May 17, 2018
Doctoral student Lisa Bauer was awarded the National Science Foundation’s (NSF) Graduate Research Fellowship. Bauer was one of 2,000 fellowship awardees for 2018 selected from more than 12,000 applicants nationwide.
The NSF Graduate Research Fellowship Program (GRFP), launched in 1952, recruits high-potential, early-career scientists and engineers and supports their graduate research training in science, technology, engineering and mathematics (STEM) fields. Fellows receive a three-year annual stipend of $34,000, along with a $12,000 cost-of-education allowance for tuition and fees.
According to the organization, “NSF Fellows are anticipated to become knowledge experts who can contribute significantly to research, teaching, and innovations in science and engineering.”
“To support U.S. leadership and innovation in science and engineering, we must recognize and nurture talent from all of our nation’s communities,” said Jim Lewis, NSF acting assistant director for Education and Human Resources. “I am pleased that again this year, the competition has selected talented students from all economic backgrounds and all demographic categories.”

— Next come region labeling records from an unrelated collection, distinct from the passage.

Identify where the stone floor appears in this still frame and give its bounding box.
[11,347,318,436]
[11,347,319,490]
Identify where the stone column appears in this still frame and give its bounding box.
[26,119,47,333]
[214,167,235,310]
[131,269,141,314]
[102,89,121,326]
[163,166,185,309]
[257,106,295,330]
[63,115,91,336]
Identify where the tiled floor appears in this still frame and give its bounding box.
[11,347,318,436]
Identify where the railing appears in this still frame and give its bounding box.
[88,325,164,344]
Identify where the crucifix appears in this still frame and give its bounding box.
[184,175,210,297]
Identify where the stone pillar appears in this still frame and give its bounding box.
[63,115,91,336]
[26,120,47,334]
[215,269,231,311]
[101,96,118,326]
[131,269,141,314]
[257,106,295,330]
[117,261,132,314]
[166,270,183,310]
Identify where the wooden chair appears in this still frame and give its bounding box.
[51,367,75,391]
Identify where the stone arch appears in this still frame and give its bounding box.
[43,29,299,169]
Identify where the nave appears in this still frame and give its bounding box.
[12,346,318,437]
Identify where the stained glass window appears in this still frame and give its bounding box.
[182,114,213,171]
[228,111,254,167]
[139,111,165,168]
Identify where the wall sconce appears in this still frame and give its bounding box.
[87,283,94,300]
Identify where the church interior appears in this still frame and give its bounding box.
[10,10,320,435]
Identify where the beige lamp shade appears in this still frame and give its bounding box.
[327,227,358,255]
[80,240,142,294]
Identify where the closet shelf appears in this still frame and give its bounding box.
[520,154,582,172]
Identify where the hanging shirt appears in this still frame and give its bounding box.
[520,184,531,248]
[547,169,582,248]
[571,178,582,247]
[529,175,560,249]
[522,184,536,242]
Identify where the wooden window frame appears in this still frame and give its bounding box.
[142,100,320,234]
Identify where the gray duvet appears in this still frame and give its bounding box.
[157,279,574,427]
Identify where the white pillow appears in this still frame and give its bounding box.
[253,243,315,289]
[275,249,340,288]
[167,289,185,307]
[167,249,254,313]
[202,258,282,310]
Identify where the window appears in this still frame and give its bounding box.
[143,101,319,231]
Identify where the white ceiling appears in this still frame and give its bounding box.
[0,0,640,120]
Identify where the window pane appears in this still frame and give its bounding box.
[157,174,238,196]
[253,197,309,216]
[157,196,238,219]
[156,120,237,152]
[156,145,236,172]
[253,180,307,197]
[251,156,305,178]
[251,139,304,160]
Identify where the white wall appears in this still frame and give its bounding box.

Bauer’s work primarily focuses on natural language generation models for question answering and dialogue, with an emphasis on deeper reasoning and knowledge-based inference. She is also very interested in equal access to education and tutored incarcerated women at the Maryland Penitentiary. Bauer is a member of the Natural Language Processing and Machine Learning (NLP-ML) research group, advised by assistant professor Mohit Bansal.